Could anyone help me solve the below problem?
Use the axiom of choice and the generalized principle of recursive definition to show that each infinite set $X$ contains a countably infinite sebest? (H.L Royden, Real Anaysis, 3rd edition, 1988)
Also, can one prove it without using the axiom of choice or the principle of recursive definition?
Thank you!
It is impossible to completely avoid AC, but it is possible to use a weaken version of it:
Let $X$ be infinite, then let $[X]^{<\omega}$ be the set of finite subsets of $X$.
Define the partition, $P$, of $[X]^{<\omega}$ by the equivalence relation of $|\cdot |=|\cdot |$, that is:
For all $n∈\Bbb N$, $A_n=\{x∈[X]^{<\omega}\mid |x|=n\}$
$P=\{A_i\}_{i∈\Bbb N}$
Now by the axiom of countable choice we can find a sequence $B_n$ such that for each $n$, we have $B_n\in A_{2^n}$, that it: $|B_n|=\boldsymbol{2^n}$.
Define the sequence $C_0=B_0$, $C_n=B_n\setminus\bigcup_{i<n}B_i$, because $|B_n|>\sum_{i<n}|B_i|$, $C_n$ is never empty, also notice that for each $m≠k$ we must have $C_m∩C_k=\emptyset$.

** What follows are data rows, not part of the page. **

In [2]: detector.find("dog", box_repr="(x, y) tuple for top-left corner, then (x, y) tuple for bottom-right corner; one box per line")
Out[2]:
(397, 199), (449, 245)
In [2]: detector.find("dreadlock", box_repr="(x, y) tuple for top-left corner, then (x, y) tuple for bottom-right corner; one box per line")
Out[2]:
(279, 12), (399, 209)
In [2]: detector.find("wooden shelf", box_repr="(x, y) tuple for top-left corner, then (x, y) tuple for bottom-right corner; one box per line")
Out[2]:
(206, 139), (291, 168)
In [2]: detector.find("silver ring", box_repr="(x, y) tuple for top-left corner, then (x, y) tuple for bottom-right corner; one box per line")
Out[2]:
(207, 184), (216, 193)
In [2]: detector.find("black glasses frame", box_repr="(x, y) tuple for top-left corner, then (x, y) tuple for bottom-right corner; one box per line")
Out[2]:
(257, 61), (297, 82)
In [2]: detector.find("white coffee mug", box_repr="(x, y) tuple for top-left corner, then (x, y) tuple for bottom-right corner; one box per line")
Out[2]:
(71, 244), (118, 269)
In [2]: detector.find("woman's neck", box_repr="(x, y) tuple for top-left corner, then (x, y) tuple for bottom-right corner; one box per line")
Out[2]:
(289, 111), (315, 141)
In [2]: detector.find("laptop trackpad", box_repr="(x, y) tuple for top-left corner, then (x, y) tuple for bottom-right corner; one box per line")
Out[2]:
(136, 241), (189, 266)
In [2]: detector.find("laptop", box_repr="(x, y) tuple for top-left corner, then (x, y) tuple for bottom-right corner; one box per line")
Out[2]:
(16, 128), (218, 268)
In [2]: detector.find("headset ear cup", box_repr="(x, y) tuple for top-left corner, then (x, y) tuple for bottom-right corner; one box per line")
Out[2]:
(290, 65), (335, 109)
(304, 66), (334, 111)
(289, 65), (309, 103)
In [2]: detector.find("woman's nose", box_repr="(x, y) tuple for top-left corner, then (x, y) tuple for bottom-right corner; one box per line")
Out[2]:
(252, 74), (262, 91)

Again, by the axiom of countable choice, we can find a sequence $a_n$ such that for each $n∈\Bbb N$, we have $a_n∈C_n$, the set $\{a_i\}_{i∈\Bbb N}$ is countable infinity subset of $X$.
Let S be an infinite set
$S\ne \emptyset \Rightarrow \exists x_1 \in S$
Because S is not finite,
$\Rightarrow\exists x_2 \in S - \{x_1\}$
$\Rightarrow\exists x_3 \in S - \{x_1, x_2\}$
...
$\Rightarrow\exists x_{n+1} \in S - \{x_1, x_2, ..., x_n\}$
A function $f: \mathbb{N} \rightarrow S$
$f(\mathbb{N}) = \{x_1, x_2, x_3, ...\}$
$\Rightarrow f$ is one-to-one and onto
$\Rightarrow f(\mathbb{N}) \subseteq S$ and is countable